Glanzvoller Abschluss der Spielzeit mit Gustav Mahlers 8. Sinfonie

Mehr als 40 Jahre war die 8. Sinfonie Es-Dur von Gustav Mahler (1860 – 1911) in Dortmund nicht mehr zu hören gewesen. Es war das wichtigste Werk des Komponisten und der Höhepunkt seines Schaffens und sprengte alle bis dahin bekannten Maßstäbe.

Im hiesigen Konzerthaus entführte Dortmunder Philharmoniker unter der schwungvollen Leitung von Generalmusikdirektor Gabriel Feltz ihr Publikum zum Abschluss der Spielzeit mit der außergewöhnlichen Sinfonie im 10. Konzert am 03. und 04. Juli 2018 ins „himmel_reich“. Ars tremonia war am 03.07.2018 mit dabei.

Diese prachtvoll-gigantische Vokal-Sinfonie hat nicht nur eine riesigen Orchestrierung mit mehreren Harfen, sieben Posaunen, acht Hörner und Trompeten, Orgel sowie selten verwendete Instrumente wie Harmonium, Basstuba und Mandoline. Für die umfangreichen Vokal-Passagen kamen neben zwei gemischten Chören, ein Knabenchor, fünf Sängerinnen und drei Sänger zum Einsatz. Deswegen wird sie auch oft als „Sinfonie der Tausend“ bezeichnet

Die Sinfonie ist Oratorium, Messe, Oper und Kantate zugleich und wird fast vollständig durch gesungen.
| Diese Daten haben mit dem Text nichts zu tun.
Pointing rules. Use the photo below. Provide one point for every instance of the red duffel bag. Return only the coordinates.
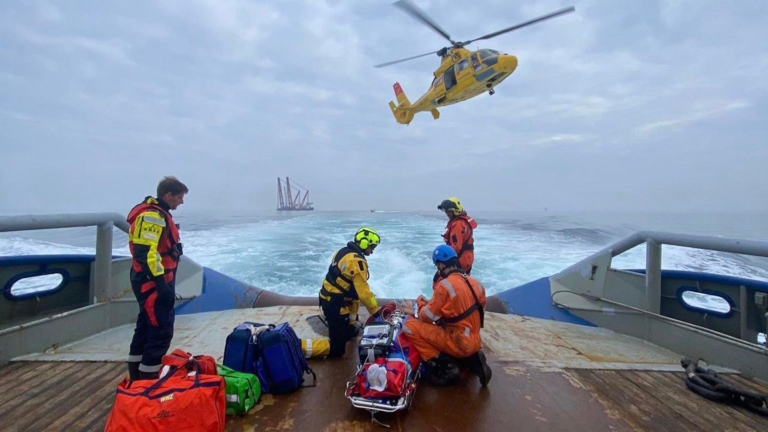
(175, 402)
Mit dem tschechischen Philharmonischen Chor Brno (Einstudierung: Petr Fiala), dem Slowakischen Philharmonischen Chor Bratislawa (Einstudierung : Jozef Chabroň) und dem Knabenchor der Chorakademie Dortmund (Einstudierung: Jost Salm) konnten erstklassige Chöre für das Konzert gewonnen werden.

Als hervorragende Sänger und Sängerinnen zeigten die hier bestens bekannte Emily Newton (Sopran), Ashley Thouret (Sopran), Michaela Kaune (Sopran), Iris Vermillon, Mihoko Fujimura (beide Alt), sowie Brenden Patrick Gunnell (Tenor), Marcus Eiche (Bariton) und Karl-Heinz Lehner (Bass) ihr Können.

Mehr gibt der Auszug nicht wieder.